What I will tell you is, it doesn’t matter what industry you get into. You have to know more about the customer than they know about themselves. You have to dig in and find out what they want, what they need, what they hate, what they fear and what excites them. I’ve always said that life is the dance between what you desire most and what you fear most. If you understand what people desire most, then you can meet their needs and you can help them eliminate what they fear. If you do that, I don’t care what industry you’re in, you will create raving fans. The mantra for success is simple: Do more for others than anyone else will. Exceed their expectations. Add more value.
What’s the best piece of advice you’ve received when it comes to business?
Don’t make the same fatal mistake that I see so many entrepreneurs make. They fall in love with their product or service when you need to fall in love with your customers. Your products and services will constantly change over time — competition, technology evolution and customer demands will require that of you. If you get caught up loving your product and service, you’ll develop loyalty to that instead of a loyalty to your clients.

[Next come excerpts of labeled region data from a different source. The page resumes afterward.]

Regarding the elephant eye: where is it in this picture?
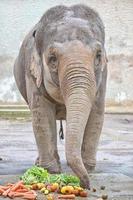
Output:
[48,55,58,68]
[95,50,102,68]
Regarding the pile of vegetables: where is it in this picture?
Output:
[21,166,87,200]
[21,166,49,185]
[0,181,37,200]
[21,166,80,186]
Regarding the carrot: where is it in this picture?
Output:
[16,188,29,192]
[2,188,11,197]
[0,185,9,190]
[0,188,4,194]
[13,192,36,199]
[11,181,23,192]
[58,194,75,199]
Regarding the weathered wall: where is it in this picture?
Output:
[0,0,133,105]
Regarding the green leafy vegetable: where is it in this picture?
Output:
[21,166,80,186]
[21,166,49,185]
[48,174,80,186]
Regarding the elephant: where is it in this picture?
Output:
[14,4,107,188]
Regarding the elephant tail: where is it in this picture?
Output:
[59,120,64,140]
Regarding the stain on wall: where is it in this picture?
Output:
[0,0,133,105]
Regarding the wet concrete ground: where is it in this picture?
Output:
[0,114,133,200]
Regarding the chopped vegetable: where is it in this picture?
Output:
[58,194,75,199]
[0,181,37,200]
[21,166,49,185]
[48,174,80,186]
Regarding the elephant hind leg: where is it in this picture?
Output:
[82,107,104,173]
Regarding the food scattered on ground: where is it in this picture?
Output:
[21,166,49,185]
[92,188,97,192]
[100,185,105,190]
[47,194,55,200]
[79,190,88,197]
[102,194,108,200]
[0,181,37,200]
[58,194,75,200]
[0,166,108,200]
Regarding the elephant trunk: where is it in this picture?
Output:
[61,63,95,188]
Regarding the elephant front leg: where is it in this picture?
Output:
[82,108,104,173]
[31,96,61,173]
[82,68,107,173]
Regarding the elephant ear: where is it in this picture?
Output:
[30,31,42,88]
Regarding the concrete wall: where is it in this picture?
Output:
[0,0,133,105]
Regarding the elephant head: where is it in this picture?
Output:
[31,5,106,187]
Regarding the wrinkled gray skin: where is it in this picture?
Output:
[14,5,107,188]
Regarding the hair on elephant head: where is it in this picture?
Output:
[15,5,107,188]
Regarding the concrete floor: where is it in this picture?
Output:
[0,114,133,200]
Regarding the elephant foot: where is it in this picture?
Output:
[35,157,61,174]
[84,163,96,174]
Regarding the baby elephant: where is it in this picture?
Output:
[14,5,107,188]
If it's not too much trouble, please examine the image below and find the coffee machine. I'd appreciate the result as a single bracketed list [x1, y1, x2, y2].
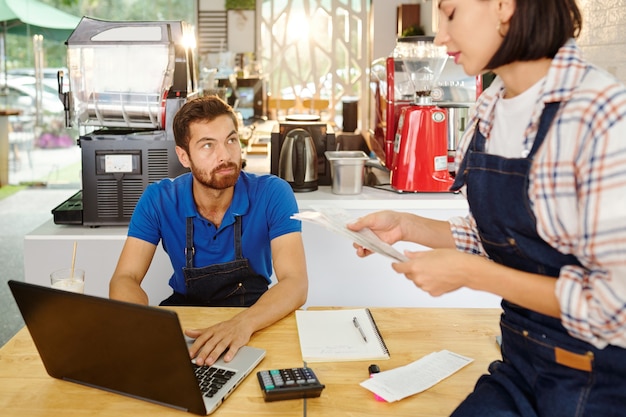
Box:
[52, 17, 197, 227]
[368, 36, 482, 192]
[390, 40, 454, 192]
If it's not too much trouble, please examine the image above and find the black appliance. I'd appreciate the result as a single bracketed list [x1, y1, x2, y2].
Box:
[53, 17, 197, 226]
[278, 129, 317, 191]
[270, 121, 337, 186]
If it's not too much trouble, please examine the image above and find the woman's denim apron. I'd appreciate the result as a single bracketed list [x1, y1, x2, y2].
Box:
[452, 103, 626, 417]
[161, 216, 267, 307]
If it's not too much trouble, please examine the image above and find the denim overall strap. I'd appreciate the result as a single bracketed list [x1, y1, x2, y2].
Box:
[452, 103, 580, 277]
[172, 216, 268, 307]
[185, 216, 243, 268]
[185, 217, 195, 268]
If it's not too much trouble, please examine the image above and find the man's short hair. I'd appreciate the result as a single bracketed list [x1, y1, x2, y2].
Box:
[172, 95, 239, 153]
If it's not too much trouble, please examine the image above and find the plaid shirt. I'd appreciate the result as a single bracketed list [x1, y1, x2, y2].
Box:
[450, 40, 626, 348]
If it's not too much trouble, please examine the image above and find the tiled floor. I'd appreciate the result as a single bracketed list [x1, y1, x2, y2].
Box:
[0, 188, 78, 346]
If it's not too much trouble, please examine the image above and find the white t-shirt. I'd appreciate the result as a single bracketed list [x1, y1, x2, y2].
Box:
[486, 77, 545, 158]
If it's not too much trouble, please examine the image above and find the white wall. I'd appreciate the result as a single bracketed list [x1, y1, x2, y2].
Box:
[578, 0, 626, 83]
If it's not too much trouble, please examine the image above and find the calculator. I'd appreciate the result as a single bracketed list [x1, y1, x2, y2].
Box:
[256, 367, 324, 401]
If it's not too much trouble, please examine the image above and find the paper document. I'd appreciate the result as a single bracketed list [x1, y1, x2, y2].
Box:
[291, 207, 408, 262]
[360, 350, 474, 402]
[296, 308, 389, 362]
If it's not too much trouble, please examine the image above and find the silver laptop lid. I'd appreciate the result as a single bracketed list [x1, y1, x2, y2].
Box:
[9, 281, 265, 415]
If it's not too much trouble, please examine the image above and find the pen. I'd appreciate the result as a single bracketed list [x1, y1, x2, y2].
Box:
[352, 317, 367, 343]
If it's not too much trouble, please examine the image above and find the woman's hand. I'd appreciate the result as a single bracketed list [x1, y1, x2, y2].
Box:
[392, 249, 478, 297]
[347, 210, 402, 257]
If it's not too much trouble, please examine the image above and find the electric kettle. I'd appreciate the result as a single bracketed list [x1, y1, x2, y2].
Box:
[278, 129, 317, 192]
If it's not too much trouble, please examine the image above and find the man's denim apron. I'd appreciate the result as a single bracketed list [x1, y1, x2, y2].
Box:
[161, 216, 267, 307]
[452, 103, 626, 417]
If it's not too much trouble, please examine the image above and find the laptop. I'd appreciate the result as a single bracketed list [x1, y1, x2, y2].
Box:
[9, 280, 265, 415]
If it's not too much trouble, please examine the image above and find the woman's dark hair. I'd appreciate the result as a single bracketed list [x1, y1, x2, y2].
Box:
[172, 95, 239, 153]
[486, 0, 582, 70]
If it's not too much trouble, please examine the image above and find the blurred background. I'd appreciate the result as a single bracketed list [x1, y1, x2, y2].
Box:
[0, 0, 196, 188]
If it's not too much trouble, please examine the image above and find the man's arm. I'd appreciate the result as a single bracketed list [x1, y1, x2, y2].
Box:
[109, 237, 156, 305]
[185, 232, 308, 365]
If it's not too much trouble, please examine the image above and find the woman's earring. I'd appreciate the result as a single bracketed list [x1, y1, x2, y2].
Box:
[496, 22, 506, 38]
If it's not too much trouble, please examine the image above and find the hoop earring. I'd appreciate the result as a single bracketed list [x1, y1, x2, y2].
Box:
[496, 22, 506, 38]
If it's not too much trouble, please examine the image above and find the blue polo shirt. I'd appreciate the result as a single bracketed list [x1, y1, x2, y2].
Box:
[128, 171, 302, 294]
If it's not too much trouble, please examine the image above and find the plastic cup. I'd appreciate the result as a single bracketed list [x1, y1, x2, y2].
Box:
[50, 268, 85, 294]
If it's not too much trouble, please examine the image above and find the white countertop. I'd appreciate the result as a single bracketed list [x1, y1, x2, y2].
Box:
[295, 186, 468, 210]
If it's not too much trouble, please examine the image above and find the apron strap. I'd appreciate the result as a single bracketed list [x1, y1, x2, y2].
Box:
[185, 216, 243, 268]
[185, 217, 195, 268]
[235, 216, 243, 259]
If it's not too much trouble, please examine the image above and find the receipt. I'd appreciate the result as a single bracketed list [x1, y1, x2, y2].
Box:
[360, 350, 474, 402]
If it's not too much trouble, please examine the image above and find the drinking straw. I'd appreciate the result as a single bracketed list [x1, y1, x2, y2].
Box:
[70, 241, 78, 279]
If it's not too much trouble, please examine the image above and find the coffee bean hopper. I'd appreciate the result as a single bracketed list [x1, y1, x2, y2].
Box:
[52, 17, 197, 226]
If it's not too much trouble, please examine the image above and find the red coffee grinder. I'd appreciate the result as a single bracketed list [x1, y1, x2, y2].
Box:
[387, 36, 454, 192]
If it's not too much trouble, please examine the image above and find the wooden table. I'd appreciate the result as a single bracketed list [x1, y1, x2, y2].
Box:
[305, 308, 501, 417]
[0, 307, 304, 417]
[0, 307, 500, 417]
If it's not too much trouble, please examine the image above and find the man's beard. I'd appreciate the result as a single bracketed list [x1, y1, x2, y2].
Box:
[189, 161, 241, 190]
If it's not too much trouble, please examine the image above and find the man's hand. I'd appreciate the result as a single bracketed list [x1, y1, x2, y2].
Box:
[185, 316, 254, 366]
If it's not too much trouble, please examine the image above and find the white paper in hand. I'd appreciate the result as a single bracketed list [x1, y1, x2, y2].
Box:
[291, 207, 408, 262]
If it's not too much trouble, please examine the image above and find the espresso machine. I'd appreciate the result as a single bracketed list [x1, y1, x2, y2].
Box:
[368, 36, 482, 192]
[390, 37, 454, 192]
[52, 17, 197, 226]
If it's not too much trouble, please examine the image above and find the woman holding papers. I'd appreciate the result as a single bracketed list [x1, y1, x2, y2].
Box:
[349, 0, 626, 417]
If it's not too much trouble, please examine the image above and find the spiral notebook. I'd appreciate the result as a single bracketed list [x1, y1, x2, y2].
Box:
[296, 308, 389, 362]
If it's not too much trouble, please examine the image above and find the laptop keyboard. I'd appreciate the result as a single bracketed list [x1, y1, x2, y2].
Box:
[194, 365, 235, 398]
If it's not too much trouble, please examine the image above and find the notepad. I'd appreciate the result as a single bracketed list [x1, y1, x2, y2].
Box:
[296, 308, 389, 362]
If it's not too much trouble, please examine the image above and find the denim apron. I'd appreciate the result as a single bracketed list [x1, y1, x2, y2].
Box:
[161, 216, 267, 307]
[452, 103, 626, 417]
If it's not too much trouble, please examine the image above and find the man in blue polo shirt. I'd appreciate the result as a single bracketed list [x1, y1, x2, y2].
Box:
[109, 96, 308, 365]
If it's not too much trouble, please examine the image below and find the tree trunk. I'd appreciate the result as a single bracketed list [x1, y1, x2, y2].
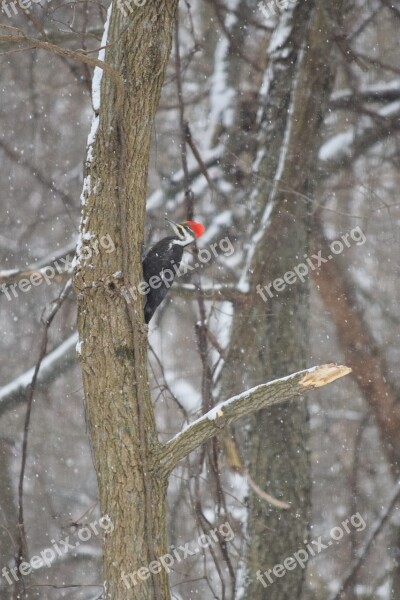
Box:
[216, 2, 340, 600]
[74, 0, 177, 600]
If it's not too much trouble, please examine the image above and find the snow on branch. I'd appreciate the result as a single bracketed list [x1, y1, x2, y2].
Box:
[160, 363, 351, 474]
[0, 333, 78, 415]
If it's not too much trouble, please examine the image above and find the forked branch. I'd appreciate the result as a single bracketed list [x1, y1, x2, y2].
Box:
[160, 364, 351, 475]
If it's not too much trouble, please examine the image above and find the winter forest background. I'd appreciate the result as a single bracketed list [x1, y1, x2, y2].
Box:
[0, 0, 400, 600]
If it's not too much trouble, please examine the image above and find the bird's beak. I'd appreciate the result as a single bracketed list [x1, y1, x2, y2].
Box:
[165, 217, 178, 227]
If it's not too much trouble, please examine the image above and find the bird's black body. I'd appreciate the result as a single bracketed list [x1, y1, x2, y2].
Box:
[143, 236, 183, 323]
[143, 219, 204, 323]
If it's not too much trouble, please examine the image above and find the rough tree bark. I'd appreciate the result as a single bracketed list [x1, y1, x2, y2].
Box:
[212, 2, 341, 600]
[75, 0, 178, 600]
[74, 0, 347, 600]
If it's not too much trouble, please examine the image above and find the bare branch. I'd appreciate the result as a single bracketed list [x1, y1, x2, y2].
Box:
[160, 363, 351, 474]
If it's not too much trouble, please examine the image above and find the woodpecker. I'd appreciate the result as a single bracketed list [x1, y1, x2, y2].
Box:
[143, 218, 205, 323]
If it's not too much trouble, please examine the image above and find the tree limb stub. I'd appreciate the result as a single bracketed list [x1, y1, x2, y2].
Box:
[160, 363, 351, 475]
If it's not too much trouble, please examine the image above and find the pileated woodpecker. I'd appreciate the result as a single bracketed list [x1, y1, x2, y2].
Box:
[143, 219, 205, 323]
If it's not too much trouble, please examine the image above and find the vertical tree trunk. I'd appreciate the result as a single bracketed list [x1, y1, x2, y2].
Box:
[216, 2, 339, 600]
[74, 0, 177, 600]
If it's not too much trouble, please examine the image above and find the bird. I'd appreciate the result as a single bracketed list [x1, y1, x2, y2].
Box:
[142, 217, 205, 323]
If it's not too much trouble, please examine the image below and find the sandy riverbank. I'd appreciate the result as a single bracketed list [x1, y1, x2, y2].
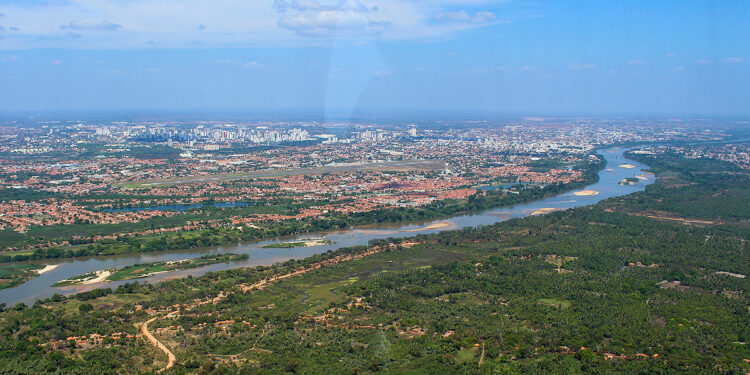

The best business advice I can give you is you must fall in love with serving your client. If you develop a sensitivity to what they want and need, you will constantly innovate and keep up and you can become the disruptor in your industry, instead of the one who gets disrupted. We’ve seen so many examples of this trap play out over the years. First the little local bookstores were disrupted by big box Barnes & Noble who took over and thought they were king of the kingdom. Then Amazon came along. No business stays number one forever unless it keeps innovating and unless it lives by what their customers want and need, not by what they enjoy doing or making.